Verizon CEO predicts headwinds, hilarity and growth in 2009
In a speech at an investor conference this morning, Verizon Chief Executive Officer Ivan Seidenberg predicted growth in 2009 despite “headwinds” from the general economy and Verizon’s pension expenses.
That assessment comes just two days after Bernstein Research analyst Craig Moffet predicted 2% growth for Verizon this year and 1% growth for AT&T.
The enterprise market – which some analysts have predicted could be harshest this year -- should be flat to slightly down in the first half of 2009, Seidenberg said, adding that because enterprises only contribute about 12% of Verizon’s total revenue, “I’m not sure that’s going to have that much effect on us.”

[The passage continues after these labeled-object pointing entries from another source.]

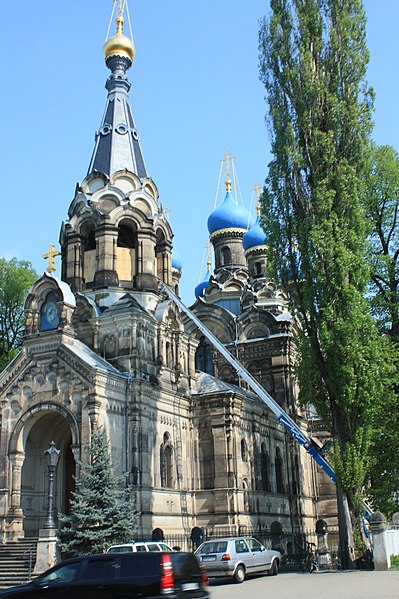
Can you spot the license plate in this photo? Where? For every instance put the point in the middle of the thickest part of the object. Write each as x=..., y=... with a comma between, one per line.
x=190, y=586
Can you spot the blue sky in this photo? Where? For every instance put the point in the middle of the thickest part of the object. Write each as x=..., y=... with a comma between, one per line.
x=195, y=94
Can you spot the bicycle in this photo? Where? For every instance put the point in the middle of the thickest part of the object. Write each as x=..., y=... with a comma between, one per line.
x=310, y=562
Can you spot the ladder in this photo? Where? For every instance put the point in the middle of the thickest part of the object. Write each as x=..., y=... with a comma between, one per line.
x=267, y=399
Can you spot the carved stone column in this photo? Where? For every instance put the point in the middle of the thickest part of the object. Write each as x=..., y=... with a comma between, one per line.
x=15, y=528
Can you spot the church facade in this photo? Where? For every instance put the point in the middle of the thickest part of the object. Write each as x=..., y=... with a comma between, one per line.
x=104, y=347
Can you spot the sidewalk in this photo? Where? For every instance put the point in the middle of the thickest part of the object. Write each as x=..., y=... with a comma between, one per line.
x=353, y=584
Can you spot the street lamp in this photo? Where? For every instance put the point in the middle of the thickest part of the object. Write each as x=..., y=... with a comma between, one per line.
x=52, y=454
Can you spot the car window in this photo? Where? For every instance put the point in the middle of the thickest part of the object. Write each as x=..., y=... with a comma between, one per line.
x=212, y=547
x=119, y=549
x=100, y=569
x=254, y=545
x=241, y=546
x=65, y=573
x=140, y=566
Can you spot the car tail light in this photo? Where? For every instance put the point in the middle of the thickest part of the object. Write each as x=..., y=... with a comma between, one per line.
x=167, y=578
x=204, y=577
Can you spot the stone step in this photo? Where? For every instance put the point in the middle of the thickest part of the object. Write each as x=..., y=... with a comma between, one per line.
x=15, y=558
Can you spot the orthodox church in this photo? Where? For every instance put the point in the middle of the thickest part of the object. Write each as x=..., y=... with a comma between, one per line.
x=104, y=346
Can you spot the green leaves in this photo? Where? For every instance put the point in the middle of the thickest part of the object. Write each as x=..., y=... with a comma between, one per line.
x=313, y=60
x=16, y=278
x=102, y=512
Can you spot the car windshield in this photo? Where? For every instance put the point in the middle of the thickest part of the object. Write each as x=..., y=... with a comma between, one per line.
x=212, y=547
x=65, y=573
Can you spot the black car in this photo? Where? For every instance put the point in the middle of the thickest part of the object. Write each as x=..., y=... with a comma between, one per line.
x=119, y=576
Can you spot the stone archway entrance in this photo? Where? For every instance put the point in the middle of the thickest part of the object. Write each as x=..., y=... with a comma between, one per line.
x=50, y=426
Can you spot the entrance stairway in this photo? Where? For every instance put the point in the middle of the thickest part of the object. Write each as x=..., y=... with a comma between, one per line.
x=17, y=561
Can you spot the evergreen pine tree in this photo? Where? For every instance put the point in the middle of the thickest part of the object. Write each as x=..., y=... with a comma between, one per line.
x=102, y=512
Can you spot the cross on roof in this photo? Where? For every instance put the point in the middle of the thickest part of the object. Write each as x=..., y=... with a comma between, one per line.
x=50, y=257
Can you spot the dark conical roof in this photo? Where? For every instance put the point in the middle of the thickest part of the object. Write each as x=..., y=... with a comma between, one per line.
x=117, y=143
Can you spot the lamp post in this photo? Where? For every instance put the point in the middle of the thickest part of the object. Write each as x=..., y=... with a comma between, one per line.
x=52, y=454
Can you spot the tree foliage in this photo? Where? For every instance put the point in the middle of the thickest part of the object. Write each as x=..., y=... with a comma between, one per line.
x=313, y=60
x=382, y=208
x=16, y=278
x=102, y=512
x=381, y=200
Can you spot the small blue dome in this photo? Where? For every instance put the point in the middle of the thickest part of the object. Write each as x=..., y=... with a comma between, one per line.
x=176, y=260
x=255, y=237
x=229, y=216
x=199, y=291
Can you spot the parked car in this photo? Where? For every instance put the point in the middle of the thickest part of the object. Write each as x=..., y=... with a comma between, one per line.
x=139, y=546
x=237, y=557
x=119, y=575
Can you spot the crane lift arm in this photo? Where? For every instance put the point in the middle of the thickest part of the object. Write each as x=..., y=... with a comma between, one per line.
x=267, y=399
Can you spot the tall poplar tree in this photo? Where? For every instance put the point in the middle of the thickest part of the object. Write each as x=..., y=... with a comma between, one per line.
x=16, y=278
x=313, y=61
x=381, y=201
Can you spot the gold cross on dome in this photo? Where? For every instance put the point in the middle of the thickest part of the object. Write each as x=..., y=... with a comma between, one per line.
x=257, y=189
x=50, y=257
x=226, y=160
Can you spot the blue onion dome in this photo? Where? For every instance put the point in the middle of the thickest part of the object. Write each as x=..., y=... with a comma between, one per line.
x=255, y=237
x=229, y=215
x=177, y=263
x=199, y=291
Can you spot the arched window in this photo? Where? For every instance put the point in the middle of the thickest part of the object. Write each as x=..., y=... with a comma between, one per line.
x=126, y=253
x=278, y=465
x=244, y=452
x=246, y=494
x=258, y=269
x=88, y=255
x=126, y=237
x=166, y=462
x=225, y=256
x=265, y=469
x=169, y=355
x=160, y=256
x=90, y=241
x=204, y=358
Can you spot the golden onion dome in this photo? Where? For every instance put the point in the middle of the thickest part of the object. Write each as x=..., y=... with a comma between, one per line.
x=119, y=45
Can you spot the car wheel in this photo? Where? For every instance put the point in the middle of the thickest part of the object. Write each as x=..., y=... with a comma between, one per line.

In the consumer wireless space, Verizon will grow largely through taking share from others, Seidenberg said. (It’s not clear how much of that growth will come from taking share from Alltel, which Verizon expects to acquire this week.) “I don’t know how much growth is out there, but we’ll get a disproportionate share of it,” he said. “And we’ll get a disproportionate share of switchers and changers.”

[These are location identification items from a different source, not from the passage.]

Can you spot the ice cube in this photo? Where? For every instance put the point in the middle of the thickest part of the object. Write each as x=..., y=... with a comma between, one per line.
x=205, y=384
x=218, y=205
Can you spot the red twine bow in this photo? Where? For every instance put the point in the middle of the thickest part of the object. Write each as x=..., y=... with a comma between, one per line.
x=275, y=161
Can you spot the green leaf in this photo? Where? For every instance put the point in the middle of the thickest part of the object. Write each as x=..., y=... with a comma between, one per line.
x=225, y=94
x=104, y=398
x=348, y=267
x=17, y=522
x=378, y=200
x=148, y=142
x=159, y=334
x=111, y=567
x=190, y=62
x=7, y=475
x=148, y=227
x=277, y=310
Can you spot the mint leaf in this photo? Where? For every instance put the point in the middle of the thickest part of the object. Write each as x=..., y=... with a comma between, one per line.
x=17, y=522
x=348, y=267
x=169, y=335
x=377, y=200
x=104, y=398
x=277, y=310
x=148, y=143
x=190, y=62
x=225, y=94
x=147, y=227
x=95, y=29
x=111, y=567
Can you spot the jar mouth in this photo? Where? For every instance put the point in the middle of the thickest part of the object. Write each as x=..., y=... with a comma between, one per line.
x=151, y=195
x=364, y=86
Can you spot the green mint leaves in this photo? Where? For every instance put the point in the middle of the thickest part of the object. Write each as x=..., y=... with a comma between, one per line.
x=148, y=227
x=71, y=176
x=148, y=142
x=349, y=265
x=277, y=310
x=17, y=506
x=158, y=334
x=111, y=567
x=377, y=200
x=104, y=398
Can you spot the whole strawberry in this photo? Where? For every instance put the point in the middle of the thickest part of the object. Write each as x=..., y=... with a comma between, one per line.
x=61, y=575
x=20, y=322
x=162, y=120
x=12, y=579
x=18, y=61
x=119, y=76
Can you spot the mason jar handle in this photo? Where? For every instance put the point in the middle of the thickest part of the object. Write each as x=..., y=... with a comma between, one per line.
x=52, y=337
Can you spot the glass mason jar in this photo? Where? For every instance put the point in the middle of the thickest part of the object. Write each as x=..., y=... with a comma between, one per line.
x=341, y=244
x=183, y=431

Seidenberg also vowed to exercise greater care in balancing investment with shareholder returns.
“One of the great things about getting old is you get to make the same mistakes over and over again,” Seidenberg said. But when it comes to investing capital at the expense of shareholder value, “I’m not making that one again.”
Verizon will make acquisitions that make sense but will also be mindful of its dividend levels.
“In the past, I might have put investors in the position where it was either/or,” he said. “I won’t do that again.”
However, Seidenberg was quick to point out the returns currently being enjoyed from Verizon’s investment in deploying fiber to the home. “We’re now at the point where there’s enough critical mass in our broadband strategy that we’re able to offset access line losses,” he said. Though the company’s DSL subscriber growth dropped precipitously last year, he said today, “Once we go into an area with FiOS, we win back the household.”
“We have much less exposure to the [legacy] landline business than people realize – very little,” Seidenberg said, pointing to expectations that Verizon’s fiber network will pass 15 million homes this year and 18 million next year. “The non-FiOS households in our footprint are not large.”